Volgens security-expert Erno Doorenspleet van IBM laat dit vooral zien dat we dringend moeten leren om hecht en internationaal samen te werken. Die samenwerking stelt organisaties en overheden namelijk in staat om de benodigde snelheid, kennis en reactievermogen te ontwikkelen.
Deze samenwerking heeft betrekking op het onderling uitwisselen van data. Dit betekent uiteraard niet dat gevoelige bedrijfsinformatie voor het oprapen komt te liggen. Het is juist de bedoeling dat gegevens gedeeld en verzameld worden die als input dienen om patronen te herkennen. Ironisch genoeg kunnen we op dit punt veel leren van hackers. Zij werken opvallend veel samen en delen data, wat de bron is van hun successen. Het delen van data en het herkennen van patronen zijn cruciale aspecten bij het voorkómen en pareren van cyberaanvallen, aangezien de mens de zwakke schakel is. Er zijn tal van voorbeelden waarbij cybercriminelen op desastreuze wijze toeslaan. Niet voor niets wordt sinds jaar en dag gehamerd op het belang dat organisaties hun verantwoordelijkheid nemen voor de digitale veiligheid. Maar die boodschap komt mondjesmaat over, en de mens blijft de zwakke schakel door net even dat ene mailtje te openen dat de digitale deur wagenwijd openzet.

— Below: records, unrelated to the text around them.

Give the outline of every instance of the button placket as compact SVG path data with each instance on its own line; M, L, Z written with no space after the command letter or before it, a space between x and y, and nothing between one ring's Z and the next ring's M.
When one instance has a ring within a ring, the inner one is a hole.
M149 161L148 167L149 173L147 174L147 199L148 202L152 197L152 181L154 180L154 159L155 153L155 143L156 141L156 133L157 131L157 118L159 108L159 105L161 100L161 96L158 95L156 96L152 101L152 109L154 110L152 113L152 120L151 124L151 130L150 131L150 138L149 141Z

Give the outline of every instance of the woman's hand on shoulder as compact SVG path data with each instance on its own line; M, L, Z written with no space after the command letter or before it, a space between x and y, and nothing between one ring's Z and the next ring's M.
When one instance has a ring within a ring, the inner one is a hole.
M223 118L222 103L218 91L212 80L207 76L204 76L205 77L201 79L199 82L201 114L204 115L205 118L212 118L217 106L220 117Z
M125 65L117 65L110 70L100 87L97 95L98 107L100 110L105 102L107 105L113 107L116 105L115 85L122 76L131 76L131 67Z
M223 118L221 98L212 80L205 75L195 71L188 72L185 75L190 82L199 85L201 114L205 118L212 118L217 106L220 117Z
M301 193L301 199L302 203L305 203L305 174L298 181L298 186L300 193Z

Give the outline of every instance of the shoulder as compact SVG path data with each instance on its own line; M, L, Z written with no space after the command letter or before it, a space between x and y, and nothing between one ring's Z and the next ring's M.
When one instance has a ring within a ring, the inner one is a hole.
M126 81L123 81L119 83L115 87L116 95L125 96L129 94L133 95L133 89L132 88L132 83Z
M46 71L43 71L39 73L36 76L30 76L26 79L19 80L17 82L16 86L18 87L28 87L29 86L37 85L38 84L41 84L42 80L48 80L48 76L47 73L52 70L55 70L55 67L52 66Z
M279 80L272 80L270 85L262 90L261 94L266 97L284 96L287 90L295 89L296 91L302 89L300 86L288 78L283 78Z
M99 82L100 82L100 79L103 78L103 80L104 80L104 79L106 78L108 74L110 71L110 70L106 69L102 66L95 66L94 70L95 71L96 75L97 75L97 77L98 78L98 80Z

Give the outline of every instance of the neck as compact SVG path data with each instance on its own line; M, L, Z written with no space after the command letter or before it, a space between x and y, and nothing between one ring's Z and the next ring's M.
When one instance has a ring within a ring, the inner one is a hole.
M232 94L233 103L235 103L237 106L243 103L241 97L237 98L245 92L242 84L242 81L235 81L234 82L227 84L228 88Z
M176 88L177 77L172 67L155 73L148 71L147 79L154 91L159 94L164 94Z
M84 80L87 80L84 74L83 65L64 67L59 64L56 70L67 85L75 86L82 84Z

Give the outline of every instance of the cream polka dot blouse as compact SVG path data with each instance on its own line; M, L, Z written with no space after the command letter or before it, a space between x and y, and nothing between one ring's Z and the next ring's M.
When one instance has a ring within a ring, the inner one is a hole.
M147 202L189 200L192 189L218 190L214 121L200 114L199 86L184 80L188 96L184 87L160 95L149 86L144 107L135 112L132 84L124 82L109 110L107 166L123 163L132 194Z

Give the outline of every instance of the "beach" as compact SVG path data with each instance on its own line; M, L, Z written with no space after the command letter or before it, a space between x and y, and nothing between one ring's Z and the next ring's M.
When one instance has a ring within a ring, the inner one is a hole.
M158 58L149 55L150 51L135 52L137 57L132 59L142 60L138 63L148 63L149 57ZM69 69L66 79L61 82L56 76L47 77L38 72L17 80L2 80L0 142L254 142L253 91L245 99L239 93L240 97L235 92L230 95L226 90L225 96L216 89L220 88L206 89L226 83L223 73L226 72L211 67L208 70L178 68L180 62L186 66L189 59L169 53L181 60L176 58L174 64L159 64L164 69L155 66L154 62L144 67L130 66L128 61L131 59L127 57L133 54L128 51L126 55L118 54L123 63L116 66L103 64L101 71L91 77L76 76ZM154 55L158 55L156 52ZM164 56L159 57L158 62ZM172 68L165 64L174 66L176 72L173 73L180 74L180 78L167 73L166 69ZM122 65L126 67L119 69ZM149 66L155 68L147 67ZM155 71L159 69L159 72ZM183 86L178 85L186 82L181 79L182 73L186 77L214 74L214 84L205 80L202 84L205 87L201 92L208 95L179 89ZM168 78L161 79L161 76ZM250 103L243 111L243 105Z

Een ommekeer is nodig. En door het delen van data en toepassen van kunstmatige intelligentie kan deze ommekeer bewerkstelligd worden. Door datasystemen op het gebied van kunstmatige intelligentie uit de eigen bedrijfsprocessen te voeden en deze aan te vullen met data van derden, analyseren deze systemen een completere dataset. Hieruit vloeien nieuwe inzichten over patronen voort en kunnen afwijkingen in deze patronen vroegtijdig – en soms zelfs preventief – worden gesignaleerd. De systemen reiken vervolgens, gebaseerd op gedetailleerde analyses, oplossingen aan. Hoe er vervolgens gereageerd wordt, is aan de (IT-)mensen aan de knoppen, maar ze zijn in ieder geval aanzienlijk beter geïnformeerd. Zo kunnen menselijke kwetsbaarheden op grote schaal inzichtelijk worden gemaakt en kunnen er oplossingen en voorlichting ontwikkeld worden.
Cyberaanvallen volledig uitbannen is een illusie, maar de detectie, aanpak en het herstel ervan kunnen wezenlijk verbeterd worden. Een voorwaarde hiervoor is dat we ons openstellen voor meer samenwerking tussen bedrijven en overheden, in combinatie met het toepassen van kunstmatige intelligentie. Alleen zo creëren we een verdediging die opgewassen is tegen huidige en toekomstige uitdagingen omtrent continuïteit en veiligheid. De tijd begint te dringen. Immers, we blijven producten toevoegen aan het Internet of Things. De vraagstukken rondom cyberveiligheid verdiepen en verbreden. We vragen ons af wie toezicht moet houden op de talloze, met elkaar verbonden databases, maar ook hoe we ervoor kunnen zorgen dat cyberaanvallen niet uitbreiden naar je koelkast of je broodrooster. En ook dát is een reden dat cyberverdedigers aller landen zich zouden moeten verenigen.